Finalmente la barbarie, che immigrava nello stato da molte parti, e l'incipiente latinizzazione di estese province celtiche e spagnole, diedero alla grammatica e all'istruzione latina una maggiore importanza di quello che aveva potuto avere sin tanto che la lingua latina era confinata nel Lazio; il maestro di letteratura latina in Como ed in Narbona aveva sin dal principio un'altra posizione che non in Preneste ed in Ardea.
Ma il risultato finale era piuttosto una decadenza che un progresso nella cultura. La rovina delle città provinciali italiche, la straordinaria immigrazione di elementi stranieri, la degradazione politica, economica e morale della nazione, e anzitutto le dissolutrici guerre civili, guastarono anche la lingua in modo che tutti i maestri di scuola del mondo non vi avrebbero saputo porre riparo. I rapporti più intimi colla cultura ellenica dell'epoca, l'influenza più decisa della garrula filosofia ateniese, della retorica di Rodi e dell'Asia minore arrecavano di preferenza alla gioventù romana appunto gli elementi più perniciosi dell'ellenismo.
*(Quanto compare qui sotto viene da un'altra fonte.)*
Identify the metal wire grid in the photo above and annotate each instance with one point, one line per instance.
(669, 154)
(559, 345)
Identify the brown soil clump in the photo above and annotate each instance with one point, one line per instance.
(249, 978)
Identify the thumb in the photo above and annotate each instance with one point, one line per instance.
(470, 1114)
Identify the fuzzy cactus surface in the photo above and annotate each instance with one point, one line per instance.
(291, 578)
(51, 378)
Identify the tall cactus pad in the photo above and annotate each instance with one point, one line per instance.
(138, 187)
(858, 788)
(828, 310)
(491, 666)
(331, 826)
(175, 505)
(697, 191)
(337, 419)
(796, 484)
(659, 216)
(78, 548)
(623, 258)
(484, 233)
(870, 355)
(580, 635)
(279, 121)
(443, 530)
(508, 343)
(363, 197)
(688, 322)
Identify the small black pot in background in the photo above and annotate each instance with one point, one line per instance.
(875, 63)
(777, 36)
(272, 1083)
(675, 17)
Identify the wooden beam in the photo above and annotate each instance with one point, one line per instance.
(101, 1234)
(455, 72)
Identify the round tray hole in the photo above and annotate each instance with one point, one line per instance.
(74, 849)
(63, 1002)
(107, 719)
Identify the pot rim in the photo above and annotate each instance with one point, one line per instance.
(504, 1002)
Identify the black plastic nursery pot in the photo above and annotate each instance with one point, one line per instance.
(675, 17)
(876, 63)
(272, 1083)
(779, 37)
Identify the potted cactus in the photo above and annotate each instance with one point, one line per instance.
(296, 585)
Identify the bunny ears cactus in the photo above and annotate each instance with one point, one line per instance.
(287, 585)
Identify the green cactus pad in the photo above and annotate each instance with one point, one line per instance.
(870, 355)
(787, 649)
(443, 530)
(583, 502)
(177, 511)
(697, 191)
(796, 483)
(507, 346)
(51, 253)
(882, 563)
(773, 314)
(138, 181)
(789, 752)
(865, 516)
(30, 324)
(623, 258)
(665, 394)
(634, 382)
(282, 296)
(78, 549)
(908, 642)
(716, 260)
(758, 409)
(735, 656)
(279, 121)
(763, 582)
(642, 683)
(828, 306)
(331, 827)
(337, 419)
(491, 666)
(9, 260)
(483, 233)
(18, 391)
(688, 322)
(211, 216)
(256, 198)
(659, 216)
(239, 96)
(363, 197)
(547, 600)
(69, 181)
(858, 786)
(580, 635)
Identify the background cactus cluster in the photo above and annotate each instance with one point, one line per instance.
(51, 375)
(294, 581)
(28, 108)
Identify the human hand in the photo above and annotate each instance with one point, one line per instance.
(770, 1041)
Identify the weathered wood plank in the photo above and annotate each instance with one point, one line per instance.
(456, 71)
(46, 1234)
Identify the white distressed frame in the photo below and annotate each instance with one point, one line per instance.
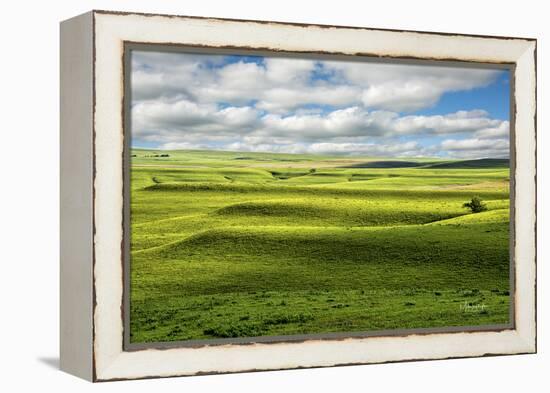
(110, 31)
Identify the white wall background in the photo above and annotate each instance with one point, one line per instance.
(29, 194)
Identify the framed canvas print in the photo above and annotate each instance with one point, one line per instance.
(245, 195)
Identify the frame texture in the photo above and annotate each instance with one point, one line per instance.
(105, 357)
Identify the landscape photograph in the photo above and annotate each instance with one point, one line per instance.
(280, 197)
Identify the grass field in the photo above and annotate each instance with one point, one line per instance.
(227, 244)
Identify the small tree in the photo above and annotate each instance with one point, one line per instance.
(476, 205)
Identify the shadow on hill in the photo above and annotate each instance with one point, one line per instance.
(467, 164)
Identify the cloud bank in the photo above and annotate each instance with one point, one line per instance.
(185, 101)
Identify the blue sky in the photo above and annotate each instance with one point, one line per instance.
(292, 105)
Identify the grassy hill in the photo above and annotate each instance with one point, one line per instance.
(227, 244)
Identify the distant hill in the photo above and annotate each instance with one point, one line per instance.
(386, 164)
(467, 164)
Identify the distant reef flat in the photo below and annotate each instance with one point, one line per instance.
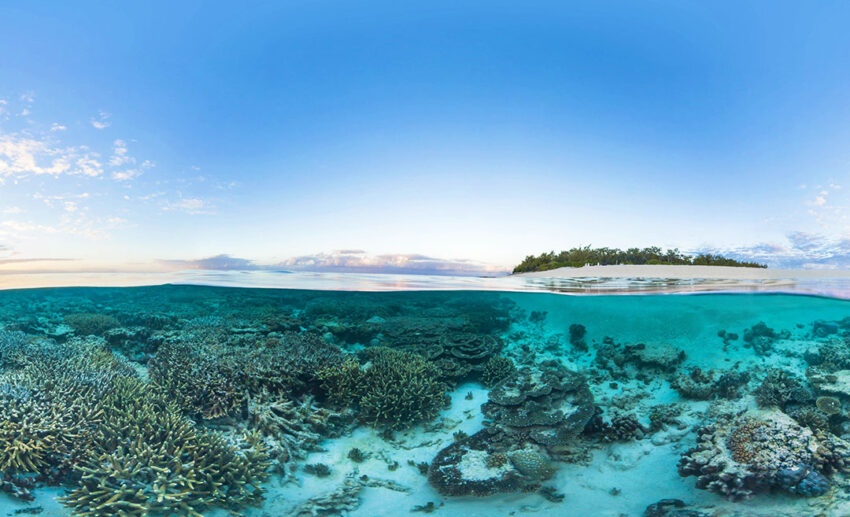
(685, 272)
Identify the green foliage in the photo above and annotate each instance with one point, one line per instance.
(578, 257)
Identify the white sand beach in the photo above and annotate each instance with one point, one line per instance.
(687, 272)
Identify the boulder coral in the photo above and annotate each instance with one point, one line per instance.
(761, 451)
(546, 404)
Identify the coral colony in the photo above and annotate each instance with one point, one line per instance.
(190, 400)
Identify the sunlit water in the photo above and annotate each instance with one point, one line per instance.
(206, 362)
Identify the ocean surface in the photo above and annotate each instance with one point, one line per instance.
(377, 395)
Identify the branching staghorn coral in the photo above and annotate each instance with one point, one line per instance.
(291, 428)
(394, 390)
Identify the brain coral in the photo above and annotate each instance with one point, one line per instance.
(546, 404)
(761, 451)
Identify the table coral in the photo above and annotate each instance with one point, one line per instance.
(757, 452)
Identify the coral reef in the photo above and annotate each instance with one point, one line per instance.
(699, 384)
(761, 338)
(496, 370)
(577, 333)
(621, 428)
(292, 428)
(638, 359)
(782, 389)
(148, 458)
(757, 452)
(546, 404)
(830, 356)
(394, 390)
(91, 323)
(399, 390)
(474, 466)
(344, 499)
(829, 405)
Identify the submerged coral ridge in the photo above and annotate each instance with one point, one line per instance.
(180, 400)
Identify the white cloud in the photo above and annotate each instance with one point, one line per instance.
(801, 250)
(119, 154)
(360, 261)
(101, 121)
(192, 206)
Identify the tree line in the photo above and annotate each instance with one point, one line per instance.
(578, 257)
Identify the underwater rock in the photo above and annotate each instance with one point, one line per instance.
(638, 358)
(532, 462)
(830, 356)
(476, 466)
(822, 328)
(829, 405)
(90, 323)
(577, 333)
(760, 451)
(292, 428)
(699, 384)
(621, 428)
(394, 390)
(546, 404)
(497, 369)
(782, 389)
(343, 499)
(836, 383)
(761, 338)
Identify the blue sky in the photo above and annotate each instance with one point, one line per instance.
(134, 136)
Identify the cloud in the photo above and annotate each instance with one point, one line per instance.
(221, 262)
(801, 250)
(360, 261)
(121, 159)
(101, 121)
(348, 261)
(193, 206)
(23, 155)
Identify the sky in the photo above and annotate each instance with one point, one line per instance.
(438, 136)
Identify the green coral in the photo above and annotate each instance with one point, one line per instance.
(88, 323)
(497, 369)
(196, 381)
(400, 390)
(394, 390)
(149, 458)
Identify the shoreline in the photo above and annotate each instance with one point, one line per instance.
(685, 272)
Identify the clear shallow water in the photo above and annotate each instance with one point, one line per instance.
(833, 287)
(480, 403)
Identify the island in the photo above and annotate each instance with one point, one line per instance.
(587, 256)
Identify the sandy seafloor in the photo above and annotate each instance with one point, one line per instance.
(622, 479)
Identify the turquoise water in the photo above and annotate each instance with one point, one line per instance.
(189, 400)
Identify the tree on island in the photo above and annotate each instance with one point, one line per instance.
(578, 257)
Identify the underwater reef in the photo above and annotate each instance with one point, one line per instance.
(188, 400)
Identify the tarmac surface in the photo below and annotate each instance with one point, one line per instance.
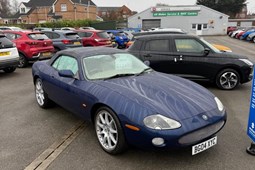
(55, 139)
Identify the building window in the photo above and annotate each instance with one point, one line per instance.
(63, 7)
(22, 10)
(194, 26)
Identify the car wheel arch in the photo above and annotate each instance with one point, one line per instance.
(230, 67)
(94, 109)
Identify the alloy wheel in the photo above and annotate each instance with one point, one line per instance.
(228, 80)
(39, 93)
(106, 130)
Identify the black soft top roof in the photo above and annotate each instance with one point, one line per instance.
(90, 51)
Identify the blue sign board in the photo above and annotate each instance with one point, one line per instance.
(251, 122)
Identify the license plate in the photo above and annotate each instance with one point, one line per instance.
(204, 145)
(46, 54)
(5, 53)
(77, 43)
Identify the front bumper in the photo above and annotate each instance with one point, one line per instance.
(194, 130)
(9, 63)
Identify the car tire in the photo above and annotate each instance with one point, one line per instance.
(253, 39)
(56, 49)
(41, 97)
(9, 69)
(109, 132)
(227, 79)
(22, 61)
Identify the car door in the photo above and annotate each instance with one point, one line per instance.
(157, 52)
(191, 60)
(63, 90)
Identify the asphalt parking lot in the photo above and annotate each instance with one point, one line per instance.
(34, 138)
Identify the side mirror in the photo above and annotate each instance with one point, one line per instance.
(147, 62)
(66, 73)
(207, 51)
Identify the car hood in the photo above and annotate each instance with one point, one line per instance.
(165, 94)
(230, 55)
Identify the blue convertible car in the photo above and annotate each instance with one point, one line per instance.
(128, 102)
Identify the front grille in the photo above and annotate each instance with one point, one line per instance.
(201, 134)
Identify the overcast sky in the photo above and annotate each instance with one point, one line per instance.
(140, 5)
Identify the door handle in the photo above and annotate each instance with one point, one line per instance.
(147, 55)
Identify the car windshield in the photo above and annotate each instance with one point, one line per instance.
(120, 34)
(38, 36)
(16, 29)
(210, 46)
(72, 35)
(112, 66)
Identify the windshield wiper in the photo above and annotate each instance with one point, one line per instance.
(145, 70)
(119, 75)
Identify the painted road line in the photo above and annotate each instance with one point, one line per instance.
(50, 154)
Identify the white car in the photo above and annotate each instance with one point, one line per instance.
(10, 28)
(67, 28)
(9, 56)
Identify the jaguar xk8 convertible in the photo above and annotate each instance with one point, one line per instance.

Per quanto nobile fosse il còmpito assuntosi dal Lazio di fare propaganda fra i Celti, gli Iberi e i Libi, esso doveva però avere per la lingua latina le stesse conseguenze che ha avuto per la lingua ellenica la colonizzazione dell'oriente. Se il pubblico romano di allora applaudiva al ben ordinato periodo costrutto in cadenza ritmica dall'oratore e se il comico doveva pagare caro un errore di lingua o di metro, questo prova che l'intelligenza della lingua materna riflessa dalla scuola diventava un patrimonio comune, che si estendeva in circoli sempre più vasti. Ma giudici contemporanei competenti lamentano al tempo stesso che la cultura ellenica in Italia verso il 690 = 64 fosse molto inferiore a quello che era stata una generazione prima; che ormai solo di rado si udisse parlare il puro e buon latino, e per lo più dalle labbra di qualche vecchia e colta matrona; che la tradizione della schietta cultura, l'antica arguzia latina, la finezza di Lucilio, il colto ciclo letterario dei tempi di Scipione, andasse a poco a poco spegnendosi.
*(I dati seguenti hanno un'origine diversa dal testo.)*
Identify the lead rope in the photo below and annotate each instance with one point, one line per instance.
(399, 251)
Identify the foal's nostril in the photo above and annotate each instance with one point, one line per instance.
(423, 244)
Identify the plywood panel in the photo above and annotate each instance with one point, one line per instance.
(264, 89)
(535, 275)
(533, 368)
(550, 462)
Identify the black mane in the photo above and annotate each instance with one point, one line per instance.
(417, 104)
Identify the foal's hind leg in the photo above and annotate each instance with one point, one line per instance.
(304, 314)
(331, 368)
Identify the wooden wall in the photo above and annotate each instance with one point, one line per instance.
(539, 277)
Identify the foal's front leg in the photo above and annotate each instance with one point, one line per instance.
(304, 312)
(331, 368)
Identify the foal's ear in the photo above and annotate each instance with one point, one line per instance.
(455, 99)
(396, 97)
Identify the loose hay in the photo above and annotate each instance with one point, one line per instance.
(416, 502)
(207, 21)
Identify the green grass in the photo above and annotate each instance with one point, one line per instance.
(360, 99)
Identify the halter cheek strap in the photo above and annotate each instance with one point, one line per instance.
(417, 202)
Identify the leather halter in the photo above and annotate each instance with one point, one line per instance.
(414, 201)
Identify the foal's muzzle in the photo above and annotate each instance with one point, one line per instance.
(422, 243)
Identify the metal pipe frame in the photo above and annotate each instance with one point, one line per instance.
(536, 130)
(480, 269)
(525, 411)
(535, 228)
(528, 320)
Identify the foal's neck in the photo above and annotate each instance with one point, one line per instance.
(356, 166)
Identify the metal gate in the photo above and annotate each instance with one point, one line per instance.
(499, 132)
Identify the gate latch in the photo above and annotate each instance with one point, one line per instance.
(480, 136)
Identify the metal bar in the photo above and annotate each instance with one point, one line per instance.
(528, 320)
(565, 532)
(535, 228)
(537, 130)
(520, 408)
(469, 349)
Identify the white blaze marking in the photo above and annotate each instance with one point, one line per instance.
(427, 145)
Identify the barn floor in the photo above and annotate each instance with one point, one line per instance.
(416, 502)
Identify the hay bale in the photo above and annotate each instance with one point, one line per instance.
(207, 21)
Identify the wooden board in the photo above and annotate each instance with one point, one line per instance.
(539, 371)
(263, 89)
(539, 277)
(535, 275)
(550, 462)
Se in questo tempo nacquero la parola ed il concetto di «urbanità», che è come dire del gentile costume nazionale, ciò non prova ch'essa dominasse, ma che era sul tramontare, e che nella lingua e nel modi dei barbari latinizzati e dei latini barbarizzati si sentiva troppo la mancanza di questa urbanità.
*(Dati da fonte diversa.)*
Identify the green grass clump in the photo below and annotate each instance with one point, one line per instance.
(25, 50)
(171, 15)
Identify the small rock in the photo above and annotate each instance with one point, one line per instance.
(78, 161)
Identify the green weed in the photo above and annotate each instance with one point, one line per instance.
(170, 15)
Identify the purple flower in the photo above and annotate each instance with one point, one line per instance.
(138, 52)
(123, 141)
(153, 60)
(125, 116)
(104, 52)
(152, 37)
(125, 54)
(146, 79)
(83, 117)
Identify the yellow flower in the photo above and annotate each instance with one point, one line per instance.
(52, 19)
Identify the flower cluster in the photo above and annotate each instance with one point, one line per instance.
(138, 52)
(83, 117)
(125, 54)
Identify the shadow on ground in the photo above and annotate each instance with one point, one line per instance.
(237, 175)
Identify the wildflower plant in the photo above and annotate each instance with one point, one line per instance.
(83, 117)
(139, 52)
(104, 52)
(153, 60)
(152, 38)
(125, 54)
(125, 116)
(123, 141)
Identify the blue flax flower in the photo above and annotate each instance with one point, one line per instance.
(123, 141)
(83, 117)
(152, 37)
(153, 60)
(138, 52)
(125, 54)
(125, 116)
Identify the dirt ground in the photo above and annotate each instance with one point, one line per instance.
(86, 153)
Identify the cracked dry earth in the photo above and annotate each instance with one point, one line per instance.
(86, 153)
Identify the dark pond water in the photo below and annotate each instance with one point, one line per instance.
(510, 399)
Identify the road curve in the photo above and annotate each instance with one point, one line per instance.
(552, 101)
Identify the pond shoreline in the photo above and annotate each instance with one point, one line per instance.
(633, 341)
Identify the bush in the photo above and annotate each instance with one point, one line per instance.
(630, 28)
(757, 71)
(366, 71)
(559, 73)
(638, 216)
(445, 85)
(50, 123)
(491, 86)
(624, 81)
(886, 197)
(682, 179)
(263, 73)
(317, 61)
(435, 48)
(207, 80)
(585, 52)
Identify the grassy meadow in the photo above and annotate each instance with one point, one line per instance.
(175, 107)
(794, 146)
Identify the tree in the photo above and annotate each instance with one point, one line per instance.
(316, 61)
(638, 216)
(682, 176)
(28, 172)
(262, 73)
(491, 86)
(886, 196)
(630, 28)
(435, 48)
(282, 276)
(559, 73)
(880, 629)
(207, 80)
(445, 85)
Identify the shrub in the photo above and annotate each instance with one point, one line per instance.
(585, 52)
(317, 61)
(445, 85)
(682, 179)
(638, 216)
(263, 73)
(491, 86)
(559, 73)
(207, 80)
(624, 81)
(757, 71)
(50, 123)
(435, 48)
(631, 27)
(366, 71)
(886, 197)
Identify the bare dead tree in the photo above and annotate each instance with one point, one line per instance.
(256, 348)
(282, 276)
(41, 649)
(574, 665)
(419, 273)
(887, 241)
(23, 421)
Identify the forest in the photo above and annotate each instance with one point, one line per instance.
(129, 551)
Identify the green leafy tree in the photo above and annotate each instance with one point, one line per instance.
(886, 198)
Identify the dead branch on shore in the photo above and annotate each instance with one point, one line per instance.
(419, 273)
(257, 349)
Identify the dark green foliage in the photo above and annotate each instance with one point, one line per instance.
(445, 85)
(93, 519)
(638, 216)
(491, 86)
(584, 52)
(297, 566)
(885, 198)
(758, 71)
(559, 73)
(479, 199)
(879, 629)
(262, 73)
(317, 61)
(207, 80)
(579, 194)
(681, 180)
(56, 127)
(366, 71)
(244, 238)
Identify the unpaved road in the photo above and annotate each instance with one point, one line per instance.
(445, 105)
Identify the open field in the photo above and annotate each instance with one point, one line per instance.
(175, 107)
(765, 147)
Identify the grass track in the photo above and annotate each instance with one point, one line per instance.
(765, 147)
Dove ancora si incontra il tono urbano di conversazione, come nelle satire di Varrone e nelle epistole di Cicerone, lo si può dire una reminiscenza dei tempi antichi, non ancora scomparsa in Reate ed in Arpino, il cui suono non era del tutto perduto come a Roma.
L'istruzione della gioventù nella sua essenza rimase anche la stessa; solo che, non tanto pel suo proprio decadimento quanto per quello generale della nazione, faceva minor bene e maggior male che nell'epoca passata.
Cesare promosse una rivoluzione anche su questo terreno. Se il senato romano aveva prima combattuta la cultura, poi l'aveva tutt'al più tollerata; il governo del nuovo stato italo-ellenico, la cui essenza era l'umanità, doveva necessariamente promuoverla dall'alto al basso nel mondo ellenico.
Se Cesare concesse la cittadinanza romana a tutti i maestri delle scienze libere e a tutti i medici della capitale, si può ben riconoscere in questa misura un certo preludio di quelle istituzioni alle quali fu poi provveduto per la più manifesta espressione del nuovo stato mondiale; e se Cesare decretò inoltre di fondare una pubblica biblioteca greca e latina nella capitale e ne nominò bibliotecario sopraintendente il più dotto romano di quel tempo, Marco Varrone, si vede in ciò chiaramente l'intenzione di combinare colla monarchia universale anche la letteratura mondiale.